Intuition: even if individual coin flips are independent for a fixed coin, once you are uncertain about whether the coin is fair, observing several heads in a row updates your belief about the coin — and that updated belief makes future heads more likely. The observations become correlated through the shared unknown $\mathbf{w}$.

5. The Evidence Integral and Gaussian Conjugacy

The posterior requires computing the evidence: $$p(\mathcal{D}) = \int p(\mathcal{D} \mid \mathbf{w})\; p(\mathbf{w})\; d\mathbf{w}$$

This integral is typically intractable in closed form for complex models. Practitioners either approximate it (variational inference, MCMC) or sidestep it.

One important exception: when both the likelihood and the prior are Gaussian, the posterior is also Gaussian — this is called conjugacy. Products of Gaussians are Gaussian, so the integral can be evaluated analytically. This is one reason Gaussian distributions are used so heavily throughout this course: they are not just a good model for noise, they are mathematically convenient for Bayesian inference.

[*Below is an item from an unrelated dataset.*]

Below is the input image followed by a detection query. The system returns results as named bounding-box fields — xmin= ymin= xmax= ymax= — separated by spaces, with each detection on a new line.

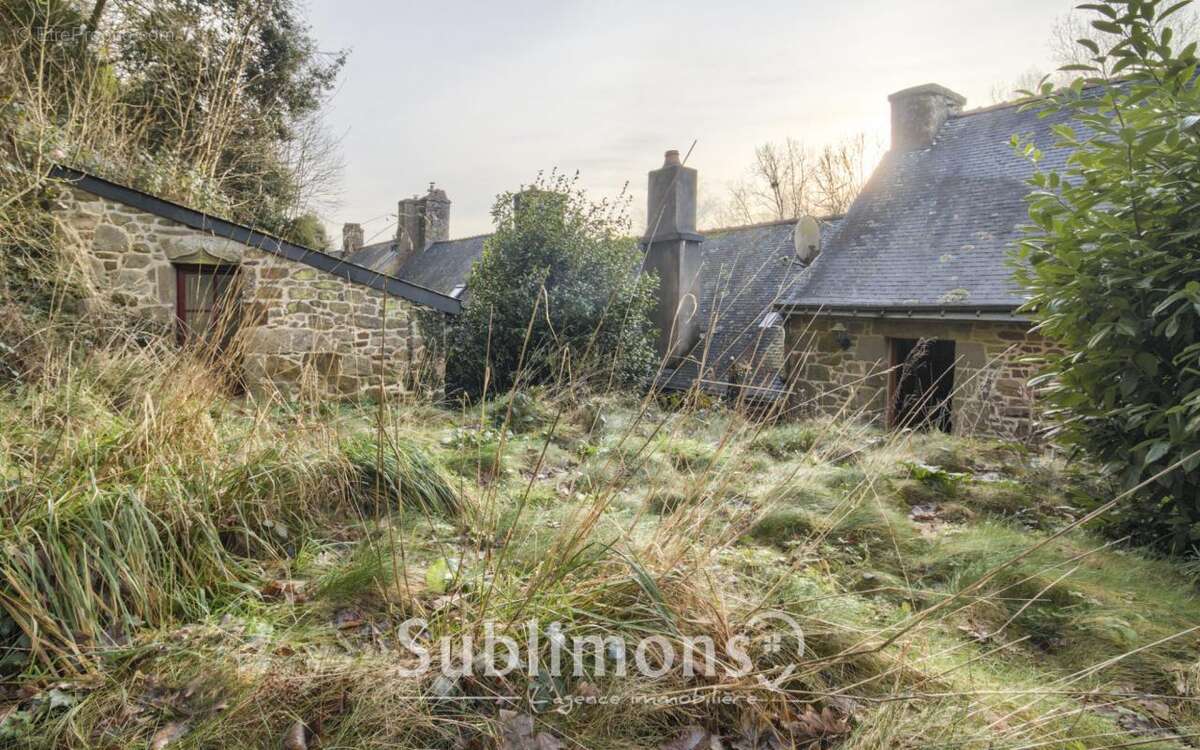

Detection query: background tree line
xmin=0 ymin=0 xmax=346 ymax=246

Caveat: choosing Gaussians partly for mathematical convenience is worth acknowledging. It is generally a good model for measurement noise (by the central limit theorem), but in other settings the Gaussian choice is more a matter of tractability than accuracy.

6. Two Levels of Uncertainty

The Bayesian predictive distribution captures uncertainty at two levels simultaneously:

Observation noise — each $p(t^*|\mathbf{x}^*, \mathbf{w})$ is a distribution, not a point. This is present in MLE and MAP too.
Model uncertainty — the integral over $p(\mathbf{w}|\mathcal{D})$ reflects that we are not sure which $\mathbf{w}$ is correct. This is unique to the Bayesian approach and typically widens the predictive distribution, especially in regions with little training data.